A SOPA QUE CONSERTA O MUNDO
Mariléia
Sell
Há quem
vá arrumar gavetas. Outras caminham. Eu cozinho sopa. Não importa se é inverno
ou verão, quando preciso organizar meus pensamentos e consertar o mundo, o meu
mundo, lanço-me a picar legumes. Eu poderia acabar com a fome do planeta nesses
dias. Mas falta-me uma panela maior!
Minhas
sopas agora são sem veneno; arrumei um fornecedor de alimentos orgânicos. As
cenouras e os tomates são mais honestos; não fazem promessas que não podem
cumprir. Não ostentam aquela arrogância lustrosa e gigante.
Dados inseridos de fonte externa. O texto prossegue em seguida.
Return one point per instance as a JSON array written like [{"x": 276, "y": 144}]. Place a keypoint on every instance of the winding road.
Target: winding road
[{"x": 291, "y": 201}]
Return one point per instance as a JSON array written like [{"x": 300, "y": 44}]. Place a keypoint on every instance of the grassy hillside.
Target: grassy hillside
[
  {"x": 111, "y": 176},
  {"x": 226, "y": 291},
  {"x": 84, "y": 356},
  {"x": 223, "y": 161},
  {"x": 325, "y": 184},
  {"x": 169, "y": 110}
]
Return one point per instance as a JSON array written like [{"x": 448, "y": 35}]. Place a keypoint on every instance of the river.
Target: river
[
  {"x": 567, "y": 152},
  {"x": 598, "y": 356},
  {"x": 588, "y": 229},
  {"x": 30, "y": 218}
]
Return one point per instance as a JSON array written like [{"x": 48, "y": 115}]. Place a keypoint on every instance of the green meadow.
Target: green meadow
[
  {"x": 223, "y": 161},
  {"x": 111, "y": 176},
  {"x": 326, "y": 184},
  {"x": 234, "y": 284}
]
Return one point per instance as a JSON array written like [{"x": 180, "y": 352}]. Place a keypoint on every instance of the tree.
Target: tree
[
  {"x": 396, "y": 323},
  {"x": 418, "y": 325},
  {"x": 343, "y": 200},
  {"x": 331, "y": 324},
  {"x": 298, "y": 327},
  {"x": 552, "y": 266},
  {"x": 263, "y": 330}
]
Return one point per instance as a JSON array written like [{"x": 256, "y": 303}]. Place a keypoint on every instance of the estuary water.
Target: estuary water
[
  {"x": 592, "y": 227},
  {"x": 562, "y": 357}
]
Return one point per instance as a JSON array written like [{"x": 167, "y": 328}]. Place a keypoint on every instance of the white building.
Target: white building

Já o chuchu
continua o mesmo de sempre; com ou sem veneno é sem graça. Posso até ver minha
mãe partindo em defesa do legume. Para ela, o chuchu é mal compreendido: “é
porque tu nunca provou a sobremesa de chuchu com melado”.
As batatas sem veneno
são miúdas e cheias de pontos pretos, mais difícieis de descascar. Levando o
conceito de economia a extremos e sempre administrando a pobreza lá de casa,
minha mãe fiscalizava a espessura das cascas que iam para a lavagem dos porcos.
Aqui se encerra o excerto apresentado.